I then looked up the address I knew she and her husband lived there whole
life, and there they were. She was listed again with her husband and two
sons. I'm not sure if all her brothers were actually living at home either.
They may be listed twice also.

What I don't like about Ancestry is that there is no way to move up and down
the page without zoming in and out. When you find the perfect viewing size
you should be able to just move down without changing it. I wrote to them to
see if I was doing something wrong, but thats just the way it is.

In a message dated 06/08/2002 8:35:51 PM Eastern Daylight Time,
writes:


> The 1920 Ancestry.com census menus suggested that the state, county,
> city and district I needed were complete and available. There was a Head
> of
> Household index.
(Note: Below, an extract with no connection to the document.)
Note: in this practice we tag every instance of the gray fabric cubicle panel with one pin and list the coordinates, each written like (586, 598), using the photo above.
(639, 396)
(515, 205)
I was researching 2 surnames of a single family, with
> numerous family units in a single community. When I plugged in the first
> surname, my great-grandmother came up even though she was living in the
> household of her son-in-law and identified as "mother-in-law" instead of
> "head of household". On the image of the actual census page, I saw that
> the
> name of her son-in-law (my grandfather) who was the Head of Household, was
> correctly spelled and clearly written.
>
> However, when I plugged my grandfather's surname into the index, my
> grandfather DIDN'T come up, either under an exact spelling or a soundex
> search.
>
> When an index is described as "incomplete", this suggests to me that
> some EDs have been finished but others have not. Such is not the case. In
> my situation, this page of the census had been entered into the index but
> my
> grandfather had been overlooked.
>
> What this means is if you used the index and didn't find your
> ancestor
> where you expected to find him, he may actually be in the census after all.
>
> The index itself may be flawed.
>
> Another annoyance: I acquired the wards and EDs I needed before I
> consulted
> the Ancestry.com database. Yet the so-called "enumeration districts"
> listed
> by Ancestry.com (at least for Bayonne, Hudson County, NJ) are apparently
> their own invention, they are not the numbers assigned by the Census
> Bureau.
> The numbers on that menu appear nowhere on the actual census pages.
> Needless confusion if you ask me.
>
> Another annoyance: The descriptions of what streets are included in those
> "districts" are vague and misleading. In the case of Bayonne, I was VERY
> familiar with the city, and had a street map by my side just in case. Yet
> the addresses I sought were not in the "districts" I expected, based on the
> descriptions provided by Ancestry.com. Despite having exact addresses, the
> ward numbers and Census Bureau ED numbers, a street map and personal
> knowledge of the neighborhoods involved, I STILL had to view over 100
> images
> to find my ancestors. This is unacceptable. Had I paid for this
> inconvenience, I would have been angry. The only saving grace was that it
> was "free", though I "paid" for it with a migraine headache.